Peter brandished the pail. “Chicken dung, miss.”
“I beg your pardon?”
Daisy clucked her tongue at him. “Do not speak to the lady of such things,” she scolded. “Now, get on to the castle and take that straight to the laundry or I will make you the worse for it.”
He darted a hopeful look at Stoker, who obliged him with the last piece of humbug. He grinned as he put it into his pocket with grubby hands.
“Thank the gentleman!” Daisy told him.
Peter bowed. “Very kind of you, sir.”
“You are most welcome, Master Peter,” Stoker replied with a courtly inclination of the head.
Peter scampered off and Daisy looked after him with an exasperated expression. “More trouble than a dozen monkeys, he is.”
“Dare I ask what Mrs. Trengrouse requires of . . . that?” I asked.
“The chicken leavings? ’Tis for scorch marks, miss. I was put up from laundrymaid to chambermaid but the new lass scorched a sheet when she was ironing and Mrs. Trengrouse was fit to be tied, she was. Now we have to soak it in a mixture of what the chickens give with a bit of vinegar and fuller’s earth to make it right again.”
Just then Mertensia emerged from the cottage. “Hello, Daisy. Chicken dung, I presume?”
“Yes, miss.”
Mertensia turned to us. “Mrs. Polglase’s chickens are the most prolific on the island for that sort of thing. Off you go, Daisy. Mrs. Trengrouse will be looking for you.”

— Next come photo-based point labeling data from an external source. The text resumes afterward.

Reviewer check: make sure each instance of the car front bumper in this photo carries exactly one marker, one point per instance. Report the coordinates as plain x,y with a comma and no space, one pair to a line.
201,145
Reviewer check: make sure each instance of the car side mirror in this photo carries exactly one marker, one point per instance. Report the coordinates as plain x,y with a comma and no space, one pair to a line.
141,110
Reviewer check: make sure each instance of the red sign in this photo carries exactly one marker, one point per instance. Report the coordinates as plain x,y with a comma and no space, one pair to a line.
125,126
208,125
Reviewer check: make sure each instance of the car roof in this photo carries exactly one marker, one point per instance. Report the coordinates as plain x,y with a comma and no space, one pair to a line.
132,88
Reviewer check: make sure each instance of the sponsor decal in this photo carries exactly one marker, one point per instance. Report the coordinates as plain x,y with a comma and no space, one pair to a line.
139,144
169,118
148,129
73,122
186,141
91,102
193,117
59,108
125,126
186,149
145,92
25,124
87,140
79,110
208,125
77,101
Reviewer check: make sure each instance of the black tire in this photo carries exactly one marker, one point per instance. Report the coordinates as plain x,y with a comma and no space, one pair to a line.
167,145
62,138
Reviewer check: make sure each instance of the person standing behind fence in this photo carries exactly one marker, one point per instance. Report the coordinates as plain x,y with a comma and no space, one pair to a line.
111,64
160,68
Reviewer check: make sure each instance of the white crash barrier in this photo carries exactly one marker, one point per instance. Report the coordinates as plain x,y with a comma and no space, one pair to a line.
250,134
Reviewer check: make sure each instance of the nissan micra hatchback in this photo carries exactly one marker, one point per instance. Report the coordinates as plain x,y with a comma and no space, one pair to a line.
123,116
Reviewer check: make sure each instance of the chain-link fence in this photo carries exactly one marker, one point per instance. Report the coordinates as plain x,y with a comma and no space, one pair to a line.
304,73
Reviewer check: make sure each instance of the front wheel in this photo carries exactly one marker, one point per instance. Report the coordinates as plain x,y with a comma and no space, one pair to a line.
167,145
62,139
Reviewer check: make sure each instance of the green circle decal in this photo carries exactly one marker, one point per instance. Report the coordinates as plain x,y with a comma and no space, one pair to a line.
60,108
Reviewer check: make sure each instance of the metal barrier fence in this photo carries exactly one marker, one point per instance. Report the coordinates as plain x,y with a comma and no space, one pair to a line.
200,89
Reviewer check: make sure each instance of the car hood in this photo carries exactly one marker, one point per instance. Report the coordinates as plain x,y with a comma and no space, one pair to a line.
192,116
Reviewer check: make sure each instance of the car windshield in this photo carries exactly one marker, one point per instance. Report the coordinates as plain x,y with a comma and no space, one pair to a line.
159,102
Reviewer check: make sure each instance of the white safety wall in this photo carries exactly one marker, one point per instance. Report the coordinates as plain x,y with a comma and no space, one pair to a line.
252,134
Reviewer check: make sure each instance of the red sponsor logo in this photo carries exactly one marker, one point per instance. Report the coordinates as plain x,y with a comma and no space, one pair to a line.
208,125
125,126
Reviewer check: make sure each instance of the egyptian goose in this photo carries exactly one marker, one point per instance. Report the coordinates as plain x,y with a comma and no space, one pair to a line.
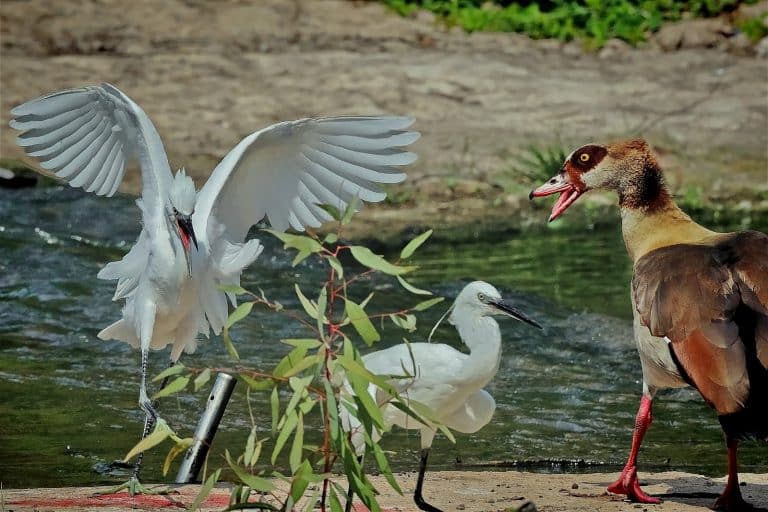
700,300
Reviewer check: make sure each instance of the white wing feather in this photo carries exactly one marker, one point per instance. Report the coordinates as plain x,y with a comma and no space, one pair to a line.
285,170
88,135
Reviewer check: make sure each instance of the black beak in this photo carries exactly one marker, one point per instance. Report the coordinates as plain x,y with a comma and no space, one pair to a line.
509,309
185,224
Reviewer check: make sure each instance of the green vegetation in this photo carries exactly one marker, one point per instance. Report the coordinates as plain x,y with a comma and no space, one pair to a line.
594,21
309,387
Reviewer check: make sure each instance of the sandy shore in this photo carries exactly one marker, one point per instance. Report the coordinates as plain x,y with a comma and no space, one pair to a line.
449,490
208,76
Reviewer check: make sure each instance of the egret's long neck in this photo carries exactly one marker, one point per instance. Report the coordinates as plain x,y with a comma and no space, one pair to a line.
483,337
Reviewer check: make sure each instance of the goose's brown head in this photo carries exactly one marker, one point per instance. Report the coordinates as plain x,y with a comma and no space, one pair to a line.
626,167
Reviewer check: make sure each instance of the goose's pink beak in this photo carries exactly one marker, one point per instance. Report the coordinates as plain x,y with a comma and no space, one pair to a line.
569,193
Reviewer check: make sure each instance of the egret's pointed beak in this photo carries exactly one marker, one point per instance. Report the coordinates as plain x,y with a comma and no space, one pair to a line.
569,193
508,309
186,230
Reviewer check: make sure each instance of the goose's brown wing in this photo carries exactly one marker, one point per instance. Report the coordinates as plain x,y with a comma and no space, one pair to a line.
690,293
751,274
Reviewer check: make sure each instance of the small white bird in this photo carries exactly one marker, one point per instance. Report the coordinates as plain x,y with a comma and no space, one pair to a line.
444,379
193,243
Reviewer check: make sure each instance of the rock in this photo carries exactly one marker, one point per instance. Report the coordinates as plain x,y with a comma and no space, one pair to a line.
739,44
696,33
748,11
614,48
424,16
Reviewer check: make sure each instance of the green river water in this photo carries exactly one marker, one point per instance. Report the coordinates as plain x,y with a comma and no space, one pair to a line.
566,396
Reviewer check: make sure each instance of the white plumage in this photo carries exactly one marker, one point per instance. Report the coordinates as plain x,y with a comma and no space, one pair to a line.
446,380
192,243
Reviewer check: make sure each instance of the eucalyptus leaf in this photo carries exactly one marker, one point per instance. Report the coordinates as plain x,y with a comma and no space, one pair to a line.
290,360
274,405
361,322
294,456
256,483
352,207
231,350
322,304
367,258
168,372
336,266
291,420
238,314
261,384
311,309
307,343
160,434
383,463
205,490
421,306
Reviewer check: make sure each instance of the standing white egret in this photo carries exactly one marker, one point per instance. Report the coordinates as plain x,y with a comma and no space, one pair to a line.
193,243
444,379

The maid hurried off and Mertensia turned to us. “Mrs. Polglase the elder is having a difficult morning, but she wanted very much to meet our visitors. Will you oblige her?”
We expressed our willingness to do so and Mertensia guided us into the cottage. It was neat as a new pin, with freshly whitewashed walls and scrubbed stone floors. It was one main room with a sturdy table and chairs and a set of shelves with a loft made up for sleeping. In the back wall, a Dutch door had been cut, giving onto a hen yard, where a raucous clucking could be heard along with a woman’s voice as she shushed them patiently. Inside the cottage, a fire of good hardwood was burning in the hearth, and near it a bed had been arranged and fitted with blinding white linens—no doubt the handiwork of Mrs. Polglase’s excellent chickens, I surmised. In the bed, a tiny old woman of indeterminate years, anywhere between eighty and a century, peeped out from a pile of shawls and blankets and scarves, her little head topped by a vast cap of the sort worn by French queens and superior parlormaids of the last century.
“Mrs. Polglase, this is Miss Speedwell and Mr. Templeton-Vane,” Mertensia shouted.
The old woman smiled vaguely and a plump figure bustled into the cottage through the Dutch door. Mertensia made the introductions again, presenting us to the younger Mrs. Polglase, a woman of perhaps fifty with a broad, comely face and a hearty handshake.
“Welcome you are, and how kind of you to come and visit Mam,” she said with a nod towards the withered little woman in the bed.